Le retour de Mathias à Lyon rouvre la blessure et, encore une fois, la musique passe au second plan. Mathias passe son temps à se saouler pour anesthésier la blessure. Le coup de force du scénario, la mort de Pierre, offre la possibilité de savoir sans détours vaudevillesques si la blessure du rejet peut être guérie et à quel prix pour chacun des deux anciens amants.
De la filiation à la transmission
Simon, le fils de Pierre et biologique de Mathias, joue un rôle pivot. Desplechin déjoue là encore la piste classique : Simon sait par la confidence de son père que Mathias est son père biologique. Desplechin, comme pour la mort soudaine de Pierre, et dans la droite ligne de l'histoire juive racontée au début, ose une piste à la limite du fantastique : Simon est le double de Mathias et ce qui le préoccupe est moins sa filiation avec lui que la possibilité de lui éviter la chute dont il a été victime. Plastiquement, l'évanouissement de Mathias se prolonge par la chute de Simon du haut de l'araignée de cordes. Si la première est liée au trouble amoureux, avec pour modèle la chute de Fanny Ardant dans La femme d'à côté, la seconde renvoie à celles nombreuses chez Desplechin ainsi de Henri (Mathieu Amalric) dans Un conte de Noël.

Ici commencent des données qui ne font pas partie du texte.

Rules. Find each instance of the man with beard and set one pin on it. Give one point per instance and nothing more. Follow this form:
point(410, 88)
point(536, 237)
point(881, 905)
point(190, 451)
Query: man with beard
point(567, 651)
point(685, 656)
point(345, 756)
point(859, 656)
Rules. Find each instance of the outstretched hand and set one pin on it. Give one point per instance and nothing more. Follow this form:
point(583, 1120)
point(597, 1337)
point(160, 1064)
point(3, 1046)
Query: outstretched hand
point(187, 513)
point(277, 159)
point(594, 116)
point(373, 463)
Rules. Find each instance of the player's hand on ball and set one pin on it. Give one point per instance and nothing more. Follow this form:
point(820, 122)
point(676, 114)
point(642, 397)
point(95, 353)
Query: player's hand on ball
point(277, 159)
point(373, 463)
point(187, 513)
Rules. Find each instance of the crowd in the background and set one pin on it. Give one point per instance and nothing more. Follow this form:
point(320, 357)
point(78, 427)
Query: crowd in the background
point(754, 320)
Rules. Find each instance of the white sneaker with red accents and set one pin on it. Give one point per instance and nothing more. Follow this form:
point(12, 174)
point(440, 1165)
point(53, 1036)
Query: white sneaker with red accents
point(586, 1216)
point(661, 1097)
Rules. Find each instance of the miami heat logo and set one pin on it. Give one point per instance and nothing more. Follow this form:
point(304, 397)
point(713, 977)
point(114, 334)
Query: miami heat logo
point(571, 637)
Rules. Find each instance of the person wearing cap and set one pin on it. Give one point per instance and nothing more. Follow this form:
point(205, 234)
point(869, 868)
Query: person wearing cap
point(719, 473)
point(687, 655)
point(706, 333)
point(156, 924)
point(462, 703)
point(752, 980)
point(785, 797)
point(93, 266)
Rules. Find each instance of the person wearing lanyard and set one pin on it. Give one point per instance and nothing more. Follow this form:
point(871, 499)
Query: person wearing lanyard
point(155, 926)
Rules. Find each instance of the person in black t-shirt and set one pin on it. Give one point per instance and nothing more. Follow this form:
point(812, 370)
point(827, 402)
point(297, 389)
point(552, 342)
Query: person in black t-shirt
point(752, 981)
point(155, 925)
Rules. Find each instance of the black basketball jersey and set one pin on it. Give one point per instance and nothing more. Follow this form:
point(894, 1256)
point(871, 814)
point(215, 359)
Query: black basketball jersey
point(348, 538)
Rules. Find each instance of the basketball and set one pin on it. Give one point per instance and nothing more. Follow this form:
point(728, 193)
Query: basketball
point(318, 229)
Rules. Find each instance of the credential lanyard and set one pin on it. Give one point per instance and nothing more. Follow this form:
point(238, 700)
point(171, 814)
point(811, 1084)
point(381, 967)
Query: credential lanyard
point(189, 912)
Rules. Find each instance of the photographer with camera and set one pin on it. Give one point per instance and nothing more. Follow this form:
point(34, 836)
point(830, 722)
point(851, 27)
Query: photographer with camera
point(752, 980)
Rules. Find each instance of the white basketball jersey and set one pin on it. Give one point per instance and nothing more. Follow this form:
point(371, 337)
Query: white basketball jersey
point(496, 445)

C'est bien pourtant de Ismaël, qui refuse d'être le parrain d'Elias dans Rois et reine, qu'est proche Mathias. Il n'est nul besoin à l'enfant d'avoir un père de substitution ou un parrain quand sa mère peut assumer sa liberté et guider seule l'enfant. Ici le seul rôle de Mathias par rapport à l'enfant est de lui suggérer par son exemple l'étude du piano s'il s'avère qu'il n'est probablement que bon au violon. Ayant ainsi retrouvé les fondamentaux d'une vie guidée par l'exigence artistique, Mathias laisse à leur destin Simon et Claude.